Regardless of political and aesthetic differences with the magazine, the deadly attack on Charlie Hebdo’s offices has helped clarify what cartoonists’ mission really is, said Signe Wilkinson, an editorial cartoonist for the Philadelphia Daily News. “People always ask me 'What's the line? Where's the line? Aren't you afraid of crossing the line?' I respond, ‘what crosses the line? Someone just blew dozens of people up in Yemen. That's horrifying,’” she said. “Cartoons hold people responsible.”
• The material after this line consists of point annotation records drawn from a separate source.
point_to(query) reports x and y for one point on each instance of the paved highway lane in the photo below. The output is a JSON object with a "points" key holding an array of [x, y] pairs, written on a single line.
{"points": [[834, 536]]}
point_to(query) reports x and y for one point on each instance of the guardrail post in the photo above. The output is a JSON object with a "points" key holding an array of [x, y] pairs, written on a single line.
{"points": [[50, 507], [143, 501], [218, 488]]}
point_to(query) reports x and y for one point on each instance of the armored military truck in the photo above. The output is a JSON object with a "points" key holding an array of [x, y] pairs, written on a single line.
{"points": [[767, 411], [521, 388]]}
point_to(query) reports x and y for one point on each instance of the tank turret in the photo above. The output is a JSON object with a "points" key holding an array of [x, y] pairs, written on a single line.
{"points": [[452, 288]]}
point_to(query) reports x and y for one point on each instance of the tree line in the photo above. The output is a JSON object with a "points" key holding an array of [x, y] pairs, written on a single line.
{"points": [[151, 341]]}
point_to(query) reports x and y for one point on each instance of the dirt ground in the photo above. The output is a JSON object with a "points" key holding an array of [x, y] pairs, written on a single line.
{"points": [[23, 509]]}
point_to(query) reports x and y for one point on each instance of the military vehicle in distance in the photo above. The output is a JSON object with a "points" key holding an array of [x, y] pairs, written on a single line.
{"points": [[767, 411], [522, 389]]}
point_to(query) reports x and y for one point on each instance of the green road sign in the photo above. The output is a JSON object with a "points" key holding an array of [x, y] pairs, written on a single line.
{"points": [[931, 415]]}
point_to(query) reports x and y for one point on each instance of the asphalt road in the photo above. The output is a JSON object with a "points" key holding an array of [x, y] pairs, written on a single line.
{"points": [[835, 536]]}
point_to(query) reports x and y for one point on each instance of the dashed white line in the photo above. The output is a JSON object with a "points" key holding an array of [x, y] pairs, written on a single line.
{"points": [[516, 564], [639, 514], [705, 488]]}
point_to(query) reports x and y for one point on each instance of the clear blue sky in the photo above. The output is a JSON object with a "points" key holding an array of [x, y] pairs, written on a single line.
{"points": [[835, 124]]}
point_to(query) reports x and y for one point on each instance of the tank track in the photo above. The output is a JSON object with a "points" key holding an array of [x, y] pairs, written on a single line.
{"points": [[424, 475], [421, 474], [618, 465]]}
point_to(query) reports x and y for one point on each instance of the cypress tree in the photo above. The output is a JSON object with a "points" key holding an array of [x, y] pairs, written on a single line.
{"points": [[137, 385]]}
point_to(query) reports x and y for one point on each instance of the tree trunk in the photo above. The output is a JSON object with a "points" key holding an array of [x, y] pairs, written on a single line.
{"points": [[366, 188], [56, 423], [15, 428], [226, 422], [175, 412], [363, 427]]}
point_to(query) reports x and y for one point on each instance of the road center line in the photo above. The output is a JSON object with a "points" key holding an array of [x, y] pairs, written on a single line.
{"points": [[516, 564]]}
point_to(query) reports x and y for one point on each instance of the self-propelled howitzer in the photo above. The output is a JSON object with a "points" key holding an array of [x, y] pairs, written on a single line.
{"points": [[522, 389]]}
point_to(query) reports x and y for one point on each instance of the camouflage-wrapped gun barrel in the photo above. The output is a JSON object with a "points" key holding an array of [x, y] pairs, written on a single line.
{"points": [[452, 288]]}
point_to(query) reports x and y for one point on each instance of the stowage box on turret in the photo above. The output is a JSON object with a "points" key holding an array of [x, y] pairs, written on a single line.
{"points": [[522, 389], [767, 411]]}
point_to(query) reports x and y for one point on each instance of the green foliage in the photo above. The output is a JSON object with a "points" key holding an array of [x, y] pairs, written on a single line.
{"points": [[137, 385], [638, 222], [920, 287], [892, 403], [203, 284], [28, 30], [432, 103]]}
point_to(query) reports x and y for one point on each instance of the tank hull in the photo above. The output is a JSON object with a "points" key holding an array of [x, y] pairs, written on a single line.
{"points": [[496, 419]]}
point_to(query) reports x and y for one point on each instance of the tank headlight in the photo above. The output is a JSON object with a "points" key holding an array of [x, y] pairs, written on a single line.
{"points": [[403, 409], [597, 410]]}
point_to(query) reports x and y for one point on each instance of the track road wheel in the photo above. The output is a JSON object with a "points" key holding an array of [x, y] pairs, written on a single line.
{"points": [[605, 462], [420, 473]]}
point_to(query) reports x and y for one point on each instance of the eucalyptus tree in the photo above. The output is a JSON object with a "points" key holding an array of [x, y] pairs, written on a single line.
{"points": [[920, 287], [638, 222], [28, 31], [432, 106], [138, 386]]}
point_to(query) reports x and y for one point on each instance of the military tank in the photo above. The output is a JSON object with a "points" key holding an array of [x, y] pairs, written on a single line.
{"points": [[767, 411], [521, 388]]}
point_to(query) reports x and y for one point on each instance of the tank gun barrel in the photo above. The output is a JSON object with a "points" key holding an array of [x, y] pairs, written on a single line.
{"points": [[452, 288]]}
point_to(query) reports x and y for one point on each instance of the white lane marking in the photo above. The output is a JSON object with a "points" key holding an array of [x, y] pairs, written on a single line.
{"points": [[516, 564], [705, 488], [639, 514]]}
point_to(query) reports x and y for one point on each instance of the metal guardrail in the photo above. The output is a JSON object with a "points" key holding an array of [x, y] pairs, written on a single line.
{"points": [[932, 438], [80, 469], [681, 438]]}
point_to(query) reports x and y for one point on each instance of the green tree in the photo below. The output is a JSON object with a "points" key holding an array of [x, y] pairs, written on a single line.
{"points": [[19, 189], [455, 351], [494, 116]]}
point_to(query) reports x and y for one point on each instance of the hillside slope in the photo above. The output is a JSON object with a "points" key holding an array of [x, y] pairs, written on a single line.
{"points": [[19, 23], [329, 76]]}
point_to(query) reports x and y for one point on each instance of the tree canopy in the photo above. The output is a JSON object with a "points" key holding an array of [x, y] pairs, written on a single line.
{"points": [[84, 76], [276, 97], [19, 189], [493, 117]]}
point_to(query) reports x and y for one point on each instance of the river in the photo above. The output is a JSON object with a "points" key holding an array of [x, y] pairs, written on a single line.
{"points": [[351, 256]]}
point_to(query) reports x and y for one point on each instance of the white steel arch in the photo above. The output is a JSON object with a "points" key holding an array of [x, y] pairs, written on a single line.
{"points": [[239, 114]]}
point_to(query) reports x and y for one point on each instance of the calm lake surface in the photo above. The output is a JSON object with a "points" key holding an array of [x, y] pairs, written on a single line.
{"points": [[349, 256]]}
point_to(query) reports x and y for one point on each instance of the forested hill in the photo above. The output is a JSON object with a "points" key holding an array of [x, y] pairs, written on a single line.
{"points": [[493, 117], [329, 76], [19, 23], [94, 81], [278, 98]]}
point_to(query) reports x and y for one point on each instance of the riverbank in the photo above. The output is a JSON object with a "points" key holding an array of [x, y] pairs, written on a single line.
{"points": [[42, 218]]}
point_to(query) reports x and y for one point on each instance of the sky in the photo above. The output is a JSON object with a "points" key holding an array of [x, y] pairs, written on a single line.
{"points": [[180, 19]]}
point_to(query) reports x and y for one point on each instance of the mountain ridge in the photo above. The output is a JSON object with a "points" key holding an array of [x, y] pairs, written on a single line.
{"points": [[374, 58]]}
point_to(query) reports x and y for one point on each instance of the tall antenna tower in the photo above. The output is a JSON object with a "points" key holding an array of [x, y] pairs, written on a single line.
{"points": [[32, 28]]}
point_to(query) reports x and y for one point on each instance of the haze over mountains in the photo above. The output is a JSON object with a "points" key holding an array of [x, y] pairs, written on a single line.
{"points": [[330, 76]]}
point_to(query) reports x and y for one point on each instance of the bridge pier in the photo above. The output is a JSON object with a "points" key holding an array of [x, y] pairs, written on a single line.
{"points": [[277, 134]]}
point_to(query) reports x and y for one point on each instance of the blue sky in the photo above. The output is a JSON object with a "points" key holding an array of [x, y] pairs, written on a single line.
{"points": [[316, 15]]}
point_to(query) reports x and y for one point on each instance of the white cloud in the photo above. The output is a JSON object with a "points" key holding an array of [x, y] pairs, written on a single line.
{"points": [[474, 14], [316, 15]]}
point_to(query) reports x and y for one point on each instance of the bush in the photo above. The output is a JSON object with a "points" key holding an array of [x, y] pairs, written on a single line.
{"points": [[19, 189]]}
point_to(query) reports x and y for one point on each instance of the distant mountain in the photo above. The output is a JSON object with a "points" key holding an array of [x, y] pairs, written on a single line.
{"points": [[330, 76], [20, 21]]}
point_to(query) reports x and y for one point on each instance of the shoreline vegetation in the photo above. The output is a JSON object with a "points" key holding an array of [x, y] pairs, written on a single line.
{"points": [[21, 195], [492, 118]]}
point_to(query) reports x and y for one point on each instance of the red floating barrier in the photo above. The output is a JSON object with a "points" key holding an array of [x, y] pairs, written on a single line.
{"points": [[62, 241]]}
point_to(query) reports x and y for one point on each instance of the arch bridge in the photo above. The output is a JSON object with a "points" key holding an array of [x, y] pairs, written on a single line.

But it is still important for cartoonists not to go for the "low-hanging fruit," said Joel Pett, an editorial cartoonist for the Lexington Herald-Leader and and the president of the board of the U.S.-based Cartoonists Rights Network International, an advocacy organization for cartoonists around the world. "If you're going to provoke for a living, at least provoke the right people for the right reasons," he said

The attacks are also an opportunity to remind people of the important work that cartoonists do, especially amid a changing media climate that has seen dwindling cartoonist jobs at newspapers, many of which in the U.S. no longer use cartoonists, according to Pett. This is one of the few positive results of the tragic attack, said Telnaes. “Hopefully it will show publishers and editors that editorial cartoons are a very important part of the political discourse.”